Pataki's Cautious On Rent Control

By MICHAEL FINNEGAN
Daily News Albany Bureau

Gov. Pataki sounded a go-slow call yesterday on a proposal that would end rent protection for more than 2 million city renters, saying the state should not abruptly switch to a free-market system.

"I don't think in the long-term that rent control works," Pataki said. "But you can't simply decontrol a system that millions of people presently rely on."

The remarks contrasted sharply with the plan proposed by Pataki's top legislative ally, State Senate Majority Leader Joe Bruno (R-Rensselaer).

Bruno called last week for phasing out all state rent regulations by mid-1999.

Bruno also said the GOP-controlled Senate would block renewal of laws restricting rent hikes when they expire next June.

Bruno's position is likely to trigger a major Albany battle because the Assembly's Democratic majority, largely consisting of New York City members, has promised to demand renewal of the laws.

The Republican governor, who faces reelection in 1998, carefully struck a moderate position as he discussed the politically explosive issue in an Associated Press interview.

"I want to have an intelligent, comprehensive approach to finding that common ground between the status quo and ending rent control precipitously," Pataki said. "We'll be working with the Assembly and the Senate and the city to broker that type of agreement."

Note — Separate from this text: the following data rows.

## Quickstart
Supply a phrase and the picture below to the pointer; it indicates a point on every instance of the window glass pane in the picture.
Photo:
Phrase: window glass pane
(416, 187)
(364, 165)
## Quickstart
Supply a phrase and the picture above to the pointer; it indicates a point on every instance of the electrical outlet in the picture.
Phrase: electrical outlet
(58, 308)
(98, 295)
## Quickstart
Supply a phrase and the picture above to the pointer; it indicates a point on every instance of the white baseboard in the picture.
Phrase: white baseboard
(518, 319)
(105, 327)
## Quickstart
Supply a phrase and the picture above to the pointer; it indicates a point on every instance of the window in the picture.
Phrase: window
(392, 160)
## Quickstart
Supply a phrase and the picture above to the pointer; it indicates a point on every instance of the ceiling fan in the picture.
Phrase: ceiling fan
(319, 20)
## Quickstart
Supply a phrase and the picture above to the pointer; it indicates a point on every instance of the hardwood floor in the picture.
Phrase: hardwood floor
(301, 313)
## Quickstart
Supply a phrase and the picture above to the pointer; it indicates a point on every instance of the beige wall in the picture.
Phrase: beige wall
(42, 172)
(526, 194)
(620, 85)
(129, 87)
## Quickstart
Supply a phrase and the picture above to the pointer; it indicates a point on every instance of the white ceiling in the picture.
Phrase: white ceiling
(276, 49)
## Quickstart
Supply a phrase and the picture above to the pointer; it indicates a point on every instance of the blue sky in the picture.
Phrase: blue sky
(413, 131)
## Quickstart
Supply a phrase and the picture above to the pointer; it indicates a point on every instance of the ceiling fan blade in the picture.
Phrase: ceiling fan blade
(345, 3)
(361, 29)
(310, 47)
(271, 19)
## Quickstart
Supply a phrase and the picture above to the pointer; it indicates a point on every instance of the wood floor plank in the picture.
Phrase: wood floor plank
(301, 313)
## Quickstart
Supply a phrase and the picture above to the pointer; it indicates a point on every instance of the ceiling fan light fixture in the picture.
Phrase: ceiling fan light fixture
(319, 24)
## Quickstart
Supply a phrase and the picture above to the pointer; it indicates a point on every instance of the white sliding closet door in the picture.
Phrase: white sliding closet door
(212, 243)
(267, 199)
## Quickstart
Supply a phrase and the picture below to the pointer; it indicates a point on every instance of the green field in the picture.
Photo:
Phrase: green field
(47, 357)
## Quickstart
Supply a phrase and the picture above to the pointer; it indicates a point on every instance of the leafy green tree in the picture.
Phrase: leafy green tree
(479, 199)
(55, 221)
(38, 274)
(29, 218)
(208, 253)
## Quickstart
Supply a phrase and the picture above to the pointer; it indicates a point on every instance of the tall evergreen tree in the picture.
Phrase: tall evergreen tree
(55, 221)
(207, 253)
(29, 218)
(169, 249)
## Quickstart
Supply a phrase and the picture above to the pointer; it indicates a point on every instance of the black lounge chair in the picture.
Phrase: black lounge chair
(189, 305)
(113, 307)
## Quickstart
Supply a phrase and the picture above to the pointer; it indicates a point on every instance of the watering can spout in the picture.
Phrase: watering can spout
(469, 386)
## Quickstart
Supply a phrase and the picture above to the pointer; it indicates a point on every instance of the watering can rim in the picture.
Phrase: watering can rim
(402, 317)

Pataki called last year for letting landlords charge market rates when tenants vacate their apartments. But he refused to say yesterday whether he will push that plan again next year.

The governor said he will eventually propose his own rent law changes. Pataki said he wants the Assembly to submit its own proposal.

Bruno spokesman John McArdle welcomed Pataki's comments. "It sounds like he's supportive of what we're trying to achieve, but we'll wait to see his specific proposals," McArdle said.

Assembly Speaker Sheldon Silver (D-Manhattan), however, criticized Pataki.

"This is the governor preparing for reelection understanding there are apartments under regulation . . . and there are significant numbers of voters living in those apartments," Silver said.

"Perhaps he's heard an outcry over the Bruno proposal from areas he wasn't expecting to hear it," Silver added.